## Ridge and Lasso
At this point we've seen a number of criteria and algorithms for fitting regression models to data. We've seen the simple linear regression using ordinary least squares, and its more general regression of polynomial functions. We've also seen how we can arbitrarily overfit models to data using kernel methods or feature engineering. With all of that, we began to explore other tools to analyze this general problem of overfitting versus underfitting. This included train and test splits, bias and variance, and cross validation.

Now we're going to take a look at another way to tune our models. These methods all modify our mean squared error function that we were optimizing against. The modifications will add a penalty for large coefficient weights in our resulting model. If we think back to our case of feature engineering, we can see how this penalty will help combat our ability to create more accurate models by simply adding additional features.

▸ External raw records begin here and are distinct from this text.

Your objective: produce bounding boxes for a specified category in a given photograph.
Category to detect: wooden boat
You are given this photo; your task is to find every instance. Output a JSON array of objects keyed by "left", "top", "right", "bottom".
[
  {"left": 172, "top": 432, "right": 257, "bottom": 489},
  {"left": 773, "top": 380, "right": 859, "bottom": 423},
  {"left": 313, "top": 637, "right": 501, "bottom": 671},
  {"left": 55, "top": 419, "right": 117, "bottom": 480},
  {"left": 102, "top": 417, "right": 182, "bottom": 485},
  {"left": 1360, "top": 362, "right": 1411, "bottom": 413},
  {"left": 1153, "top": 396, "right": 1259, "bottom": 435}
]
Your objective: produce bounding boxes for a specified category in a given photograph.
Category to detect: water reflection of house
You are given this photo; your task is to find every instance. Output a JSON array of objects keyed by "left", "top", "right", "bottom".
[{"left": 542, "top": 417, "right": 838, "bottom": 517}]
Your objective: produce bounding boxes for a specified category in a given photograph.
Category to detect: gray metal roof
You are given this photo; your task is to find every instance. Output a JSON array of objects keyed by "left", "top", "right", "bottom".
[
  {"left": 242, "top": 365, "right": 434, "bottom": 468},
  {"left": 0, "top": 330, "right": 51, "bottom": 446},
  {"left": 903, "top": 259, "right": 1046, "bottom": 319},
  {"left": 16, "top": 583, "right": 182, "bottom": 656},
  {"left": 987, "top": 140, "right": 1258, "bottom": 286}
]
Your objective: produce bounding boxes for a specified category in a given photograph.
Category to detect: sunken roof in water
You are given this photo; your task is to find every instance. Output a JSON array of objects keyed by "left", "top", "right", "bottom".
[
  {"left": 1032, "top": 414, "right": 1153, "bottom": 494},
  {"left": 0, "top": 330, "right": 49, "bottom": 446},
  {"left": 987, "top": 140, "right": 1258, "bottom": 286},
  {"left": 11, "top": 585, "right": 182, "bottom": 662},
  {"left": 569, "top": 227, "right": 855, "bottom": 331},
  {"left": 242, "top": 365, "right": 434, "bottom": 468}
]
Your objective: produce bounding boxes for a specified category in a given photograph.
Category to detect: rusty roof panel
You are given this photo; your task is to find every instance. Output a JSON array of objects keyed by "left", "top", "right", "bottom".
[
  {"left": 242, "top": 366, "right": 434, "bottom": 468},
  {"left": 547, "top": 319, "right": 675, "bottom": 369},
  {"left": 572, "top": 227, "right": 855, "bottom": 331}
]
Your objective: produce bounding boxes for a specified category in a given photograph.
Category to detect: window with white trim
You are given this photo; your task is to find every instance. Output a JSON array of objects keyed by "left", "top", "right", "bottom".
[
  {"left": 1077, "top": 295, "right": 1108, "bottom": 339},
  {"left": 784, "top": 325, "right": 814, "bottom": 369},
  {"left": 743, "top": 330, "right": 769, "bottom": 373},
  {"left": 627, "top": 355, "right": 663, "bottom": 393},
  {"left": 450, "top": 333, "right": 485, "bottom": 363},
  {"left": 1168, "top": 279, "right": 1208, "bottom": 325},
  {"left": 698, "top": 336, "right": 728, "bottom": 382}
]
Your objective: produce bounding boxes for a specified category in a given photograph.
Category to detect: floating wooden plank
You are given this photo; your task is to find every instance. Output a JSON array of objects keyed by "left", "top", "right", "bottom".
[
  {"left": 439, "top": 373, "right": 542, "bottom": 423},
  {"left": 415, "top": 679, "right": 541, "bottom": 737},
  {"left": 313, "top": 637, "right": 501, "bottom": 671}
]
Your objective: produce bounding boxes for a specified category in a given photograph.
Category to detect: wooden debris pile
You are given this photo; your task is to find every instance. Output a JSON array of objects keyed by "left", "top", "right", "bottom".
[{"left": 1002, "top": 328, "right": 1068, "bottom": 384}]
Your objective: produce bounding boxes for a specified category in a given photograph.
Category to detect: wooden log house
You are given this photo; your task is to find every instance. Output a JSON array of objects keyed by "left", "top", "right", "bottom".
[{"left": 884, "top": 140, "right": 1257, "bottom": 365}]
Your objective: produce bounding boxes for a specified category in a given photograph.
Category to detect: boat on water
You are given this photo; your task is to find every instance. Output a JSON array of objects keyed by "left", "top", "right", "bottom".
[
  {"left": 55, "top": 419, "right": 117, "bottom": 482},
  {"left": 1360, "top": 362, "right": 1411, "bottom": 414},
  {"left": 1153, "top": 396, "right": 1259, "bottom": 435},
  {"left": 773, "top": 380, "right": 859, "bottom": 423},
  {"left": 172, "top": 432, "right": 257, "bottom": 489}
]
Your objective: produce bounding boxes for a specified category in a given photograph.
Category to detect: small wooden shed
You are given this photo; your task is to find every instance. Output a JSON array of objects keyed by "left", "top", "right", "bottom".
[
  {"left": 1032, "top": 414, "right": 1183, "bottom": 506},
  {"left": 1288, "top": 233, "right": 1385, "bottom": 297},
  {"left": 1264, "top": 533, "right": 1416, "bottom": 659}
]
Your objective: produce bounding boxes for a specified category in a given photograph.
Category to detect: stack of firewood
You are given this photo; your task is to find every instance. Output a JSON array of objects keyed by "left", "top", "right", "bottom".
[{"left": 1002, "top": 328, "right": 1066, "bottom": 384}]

In general, all of these penalties are known as $L^p norms$.

## $L^p$ norm of x
In order to help account for underfitting and overfitting, we often use what are called $L^p$ norms.   
The **$L^p$ norm of x** is defined as:  

### $||x||_p  =  \big(\sum_{i} x_i^p\big)^\frac{1}{p}$

## 1. Ridge (L2)
One common normalization is called Ridge Regression and uses the $l_2$ norm (also known as the Euclidean norm) as defined above.   
The ridge coefficients minimize a penalized residual sum of squares:    
    $ \sum(\hat{y}-y)^2 + \lambda\bullet w^2$

Write this loss function for performing ridge regression.

In [None]:
import numpy as np

In [None]:
def ridge_loss():
    #Your code here

## 2. Lasso (L1)
Another common normalization is called Lasso Regression and uses the $l_1$ norm.   
The ridge coefficients minimize a penalized residual sum of squares:    
    $ \sum(\hat{y}-y)^2 + \lambda\bullet |w|$

Write this loss function for performing ridge regression.

In [None]:
def lasso_loss():
    #Your code here

## 3. Run + Compare your Results
Run a ridge lasso and unpenalized regressions on the dataset below.
While we have practice writing the precursors to a full ridge regression, we'll import the package for now.
Then, answer the following questions:
* Which model do you think created better results overall? 
* Comment on the differences between the coefficients of the resulting models

In [None]:
import pandas as pd

In [None]:
df = pd.read_excel('movie_data_detailed_with_ols.xlsx')
df.head()
X = df[['budget', 'imdbRating',
       'Metascore', 'imdbVotes']]
y = df['domgross']
def norm(col):
    minimum = col.min()
    maximum = col.max()
    return (col-maximum)/(maximum-minimum)

In [None]:
from sklearn.model_selection import train_test_split

In [59]:
from sklearn.linear_model import Lasso, Ridge, LinearRegression

In [None]:
#Fit the Ridge Model

In [None]:
#Fit the Lasso Model

In [None]:
#Fit the Unpenalized Model

In [None]:
#Calculate the test and train error for all 3 models.

In [None]:
#For this dataset there was little difference between the models. Ridge has every so slightly better test performance.